Dieser Ansatz kann sich als verhängnisvoll für viele Insektenarten erweisen. Im April 2024 hat das Bundesamt für Naturschutz in seiner Zeitschrift „Natur und Landschaft“ neue Forschungsergebnisse der Senckenberg Gesellschaft für Naturforschung veröffentlicht. Laut Forschungsteam ist die Verwendung von einheimischen Hölzern und Baumarten unabdingbar, um dem Rückgang einheimischer Insektenarten zu begegnen.

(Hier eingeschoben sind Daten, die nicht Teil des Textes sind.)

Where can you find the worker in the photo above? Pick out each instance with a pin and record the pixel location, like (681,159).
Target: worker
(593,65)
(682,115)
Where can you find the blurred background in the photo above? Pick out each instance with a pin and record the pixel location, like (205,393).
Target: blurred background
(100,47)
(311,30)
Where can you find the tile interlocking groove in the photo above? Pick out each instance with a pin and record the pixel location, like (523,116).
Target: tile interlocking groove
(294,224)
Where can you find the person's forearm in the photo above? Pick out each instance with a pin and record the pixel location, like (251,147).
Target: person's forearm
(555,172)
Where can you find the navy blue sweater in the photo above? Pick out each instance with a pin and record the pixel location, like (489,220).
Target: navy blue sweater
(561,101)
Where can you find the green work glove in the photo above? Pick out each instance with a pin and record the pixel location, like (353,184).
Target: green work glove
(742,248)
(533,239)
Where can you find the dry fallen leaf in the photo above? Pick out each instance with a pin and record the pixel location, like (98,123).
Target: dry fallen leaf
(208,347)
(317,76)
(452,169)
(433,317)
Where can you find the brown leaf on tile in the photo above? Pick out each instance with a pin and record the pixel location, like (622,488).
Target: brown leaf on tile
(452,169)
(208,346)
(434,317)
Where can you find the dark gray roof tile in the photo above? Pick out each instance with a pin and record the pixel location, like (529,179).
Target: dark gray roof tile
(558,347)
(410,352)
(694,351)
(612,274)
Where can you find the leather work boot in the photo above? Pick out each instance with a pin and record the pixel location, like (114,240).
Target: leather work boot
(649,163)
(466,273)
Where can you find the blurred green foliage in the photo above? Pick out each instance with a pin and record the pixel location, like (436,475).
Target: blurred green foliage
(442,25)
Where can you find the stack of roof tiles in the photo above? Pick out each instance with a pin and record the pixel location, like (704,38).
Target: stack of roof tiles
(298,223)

In die Analyse flossen Daten von etwa 74 Prozent aller in Deutschland heimischen pflanzenfressenden Insektenarten ein. Laut Ergebnis der Studie sind etwa ein Drittel der über 33.000 Insektenarten Deutschlands direkt oder indirekt in mindestens einem Lebensstadium von Gehölzen abhängig. Knapp 89 Prozent der Insekten nutze aber keine gebietsfremden Gehölze. Die unbedachte Umstellung auf klimaresistente und somit gebietsfremde Bäume erklärt Dr. Mattias Nuß von den Senckenberg Naturhistorischen Sammlungen deshalb für fatal. Das Forschungsteam empfiehlt daher, einheimische Baumarten und deren genetische Varianten zu bevorzugen.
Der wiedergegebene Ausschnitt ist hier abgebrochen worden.